避難勧告とは?
ひなんかんこく
避難勧告とは、災害の危険が高まったとき、住民に安全な場所へ避難するよう促す行政からの呼びかけです。
避難勧告は、台風・大雨・洪水・土砂災害などの自然災害が迫った際に、市区町村長が住民に対して安全な場所への避難を促すために発令する情報です。法的には「勧告」であり、住民に避難を強制する法的拘束力はありませんが、危険が現実に迫っていることを強く示す重要なシグナルです。
ただし、2021年5月の災害対策基本法の改正によって、それまでの「避難準備・高齢者等避難開始」「避難勧告」「避難指示(緊急)」の3段階から、「高齢者等避難」「避難指示」「緊急安全確保」の3段階に整理・簡略化されました。この改正により、避難勧告は廃止され、従来の「避難勧告」の段階は「避難指示」に統合されています。

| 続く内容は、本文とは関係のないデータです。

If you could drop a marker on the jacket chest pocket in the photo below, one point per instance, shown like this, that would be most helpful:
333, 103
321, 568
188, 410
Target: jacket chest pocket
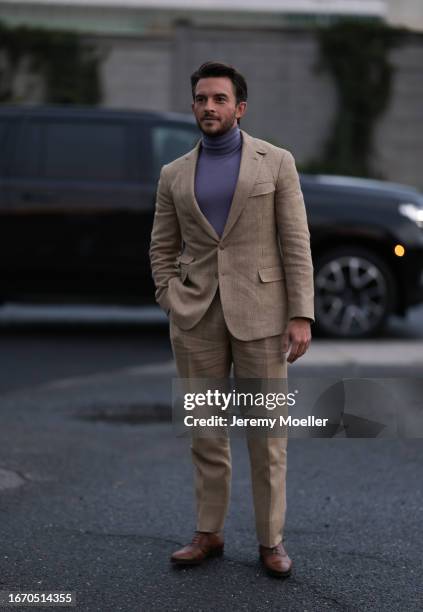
184, 262
262, 189
269, 275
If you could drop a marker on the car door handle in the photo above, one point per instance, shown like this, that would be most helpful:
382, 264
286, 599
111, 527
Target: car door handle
45, 196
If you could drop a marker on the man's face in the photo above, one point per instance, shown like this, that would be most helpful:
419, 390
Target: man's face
215, 107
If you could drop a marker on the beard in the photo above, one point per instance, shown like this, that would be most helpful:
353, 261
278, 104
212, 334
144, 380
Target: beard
217, 127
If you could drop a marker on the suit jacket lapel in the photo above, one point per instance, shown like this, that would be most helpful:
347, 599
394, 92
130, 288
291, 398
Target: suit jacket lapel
188, 186
251, 156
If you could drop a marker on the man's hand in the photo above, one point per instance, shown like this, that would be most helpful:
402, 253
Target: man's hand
298, 335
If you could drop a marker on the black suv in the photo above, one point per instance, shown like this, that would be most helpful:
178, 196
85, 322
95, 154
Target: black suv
77, 191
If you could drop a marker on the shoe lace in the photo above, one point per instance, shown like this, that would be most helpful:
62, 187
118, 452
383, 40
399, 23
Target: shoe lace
197, 538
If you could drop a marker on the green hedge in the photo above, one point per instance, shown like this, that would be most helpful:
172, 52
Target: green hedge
357, 56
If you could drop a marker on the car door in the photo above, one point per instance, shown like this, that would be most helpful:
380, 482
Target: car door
76, 184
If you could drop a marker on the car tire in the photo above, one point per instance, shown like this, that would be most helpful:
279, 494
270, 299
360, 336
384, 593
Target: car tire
354, 293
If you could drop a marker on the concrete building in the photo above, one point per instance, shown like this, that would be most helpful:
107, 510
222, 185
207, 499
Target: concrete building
149, 49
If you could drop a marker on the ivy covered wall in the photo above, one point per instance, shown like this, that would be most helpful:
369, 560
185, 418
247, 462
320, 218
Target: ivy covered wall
357, 57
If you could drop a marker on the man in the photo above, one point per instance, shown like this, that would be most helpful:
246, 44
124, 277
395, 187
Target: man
230, 256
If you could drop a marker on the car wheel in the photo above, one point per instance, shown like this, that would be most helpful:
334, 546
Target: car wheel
354, 293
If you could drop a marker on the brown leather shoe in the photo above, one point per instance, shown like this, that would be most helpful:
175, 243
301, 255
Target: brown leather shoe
276, 560
203, 545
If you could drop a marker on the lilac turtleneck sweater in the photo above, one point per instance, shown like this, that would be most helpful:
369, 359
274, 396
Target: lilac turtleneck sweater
217, 174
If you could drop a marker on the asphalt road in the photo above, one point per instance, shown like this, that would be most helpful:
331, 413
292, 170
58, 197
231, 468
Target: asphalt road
96, 490
39, 344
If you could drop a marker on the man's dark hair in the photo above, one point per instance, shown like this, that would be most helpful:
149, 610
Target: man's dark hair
218, 69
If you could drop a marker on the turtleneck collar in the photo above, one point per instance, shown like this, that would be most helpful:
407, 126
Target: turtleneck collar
223, 144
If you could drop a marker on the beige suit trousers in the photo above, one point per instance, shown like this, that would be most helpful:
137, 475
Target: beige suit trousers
208, 350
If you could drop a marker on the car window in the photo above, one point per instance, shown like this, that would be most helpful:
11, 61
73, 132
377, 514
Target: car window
84, 151
3, 126
170, 142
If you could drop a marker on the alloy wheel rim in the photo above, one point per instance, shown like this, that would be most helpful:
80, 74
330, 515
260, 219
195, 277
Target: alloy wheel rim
351, 295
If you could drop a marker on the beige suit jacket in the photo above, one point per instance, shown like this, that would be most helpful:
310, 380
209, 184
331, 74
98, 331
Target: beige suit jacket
262, 263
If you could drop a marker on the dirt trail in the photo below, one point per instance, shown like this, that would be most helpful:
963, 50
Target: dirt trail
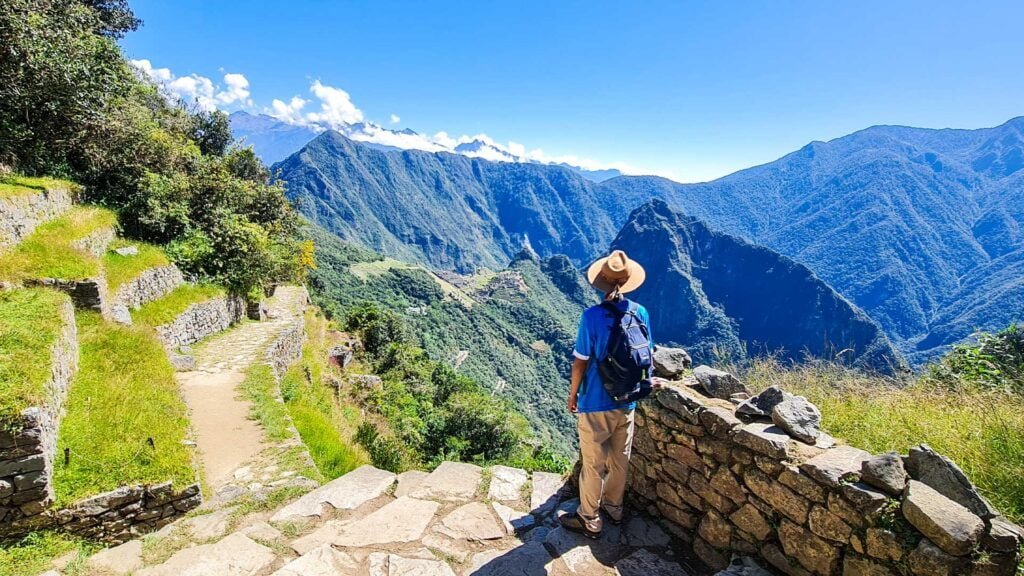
225, 436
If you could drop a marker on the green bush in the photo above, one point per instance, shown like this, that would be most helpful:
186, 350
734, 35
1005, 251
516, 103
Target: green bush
993, 362
72, 106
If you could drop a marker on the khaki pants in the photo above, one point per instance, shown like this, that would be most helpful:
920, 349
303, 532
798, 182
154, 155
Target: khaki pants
605, 440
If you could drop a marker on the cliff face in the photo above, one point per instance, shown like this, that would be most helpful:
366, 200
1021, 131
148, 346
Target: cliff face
719, 295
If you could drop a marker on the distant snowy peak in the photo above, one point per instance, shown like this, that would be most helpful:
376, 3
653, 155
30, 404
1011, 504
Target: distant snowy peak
274, 139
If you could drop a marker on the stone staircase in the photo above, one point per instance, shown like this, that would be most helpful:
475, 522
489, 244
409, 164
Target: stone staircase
458, 520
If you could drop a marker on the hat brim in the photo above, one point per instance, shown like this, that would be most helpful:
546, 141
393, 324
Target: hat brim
636, 277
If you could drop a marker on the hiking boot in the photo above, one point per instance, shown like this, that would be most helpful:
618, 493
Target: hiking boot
573, 523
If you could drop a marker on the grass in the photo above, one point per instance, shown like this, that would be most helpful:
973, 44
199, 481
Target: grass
164, 311
17, 186
47, 252
982, 432
36, 552
30, 324
124, 395
325, 424
120, 269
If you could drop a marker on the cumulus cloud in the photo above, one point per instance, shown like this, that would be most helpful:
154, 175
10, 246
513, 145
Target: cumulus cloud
199, 89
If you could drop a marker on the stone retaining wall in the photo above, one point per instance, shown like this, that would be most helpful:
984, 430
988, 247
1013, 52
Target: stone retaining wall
27, 454
739, 486
20, 213
287, 347
148, 286
127, 511
199, 321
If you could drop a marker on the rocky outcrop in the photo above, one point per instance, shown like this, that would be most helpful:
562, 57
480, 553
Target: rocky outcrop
731, 486
27, 451
20, 213
202, 320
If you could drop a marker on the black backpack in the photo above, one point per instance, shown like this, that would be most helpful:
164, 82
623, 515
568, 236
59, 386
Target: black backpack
628, 358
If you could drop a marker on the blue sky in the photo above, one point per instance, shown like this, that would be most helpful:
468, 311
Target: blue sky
691, 90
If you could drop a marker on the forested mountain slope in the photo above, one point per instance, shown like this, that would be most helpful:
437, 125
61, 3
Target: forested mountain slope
724, 297
909, 223
444, 209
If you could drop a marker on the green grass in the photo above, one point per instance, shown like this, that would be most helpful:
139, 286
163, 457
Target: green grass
326, 425
47, 252
982, 432
124, 394
120, 269
30, 324
17, 186
35, 552
163, 311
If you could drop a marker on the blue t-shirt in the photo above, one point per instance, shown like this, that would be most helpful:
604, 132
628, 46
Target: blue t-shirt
592, 340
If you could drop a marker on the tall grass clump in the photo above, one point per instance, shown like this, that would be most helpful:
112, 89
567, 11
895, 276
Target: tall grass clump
981, 429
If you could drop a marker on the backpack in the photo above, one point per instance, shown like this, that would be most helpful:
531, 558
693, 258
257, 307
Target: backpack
628, 358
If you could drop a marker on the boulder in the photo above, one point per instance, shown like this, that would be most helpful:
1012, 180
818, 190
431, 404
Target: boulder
762, 404
799, 418
671, 363
940, 472
717, 382
886, 472
950, 526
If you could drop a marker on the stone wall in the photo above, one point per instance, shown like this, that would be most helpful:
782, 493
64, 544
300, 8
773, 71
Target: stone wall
127, 511
731, 484
287, 347
148, 286
199, 321
27, 454
20, 213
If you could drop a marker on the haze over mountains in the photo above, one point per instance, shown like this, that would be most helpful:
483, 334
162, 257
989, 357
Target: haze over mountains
920, 228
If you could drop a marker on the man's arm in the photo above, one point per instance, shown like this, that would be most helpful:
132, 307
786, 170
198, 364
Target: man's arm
579, 369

新しい避難情報の体系では次のように整理されています。
- 高齢者等避難(警戒レベル3):高齢者や障害者など移動に時間がかかる人が避難を開始する段階
- 避難指示(警戒レベル4):危険な区域の住民全員が避難する段階(旧・避難勧告を含む)
- 緊急安全確保(警戒レベル5):すでに災害が発生・切迫しており、直ちに命を守る行動をとる段階
「避難勧告」という語は2021年の法改正以前の用語ですが、現在も報道などで使われることがあります。災害情報を受けたら、自分の地域のハザードマップを確認し、早めの行動をとることが命を守る最善策です。
使い方・例文
「大雨で川の水位が上昇したため、市が河川沿いの地区に避難指示(かつての避難勧告に相当)を発令した」という報道場面で登場します。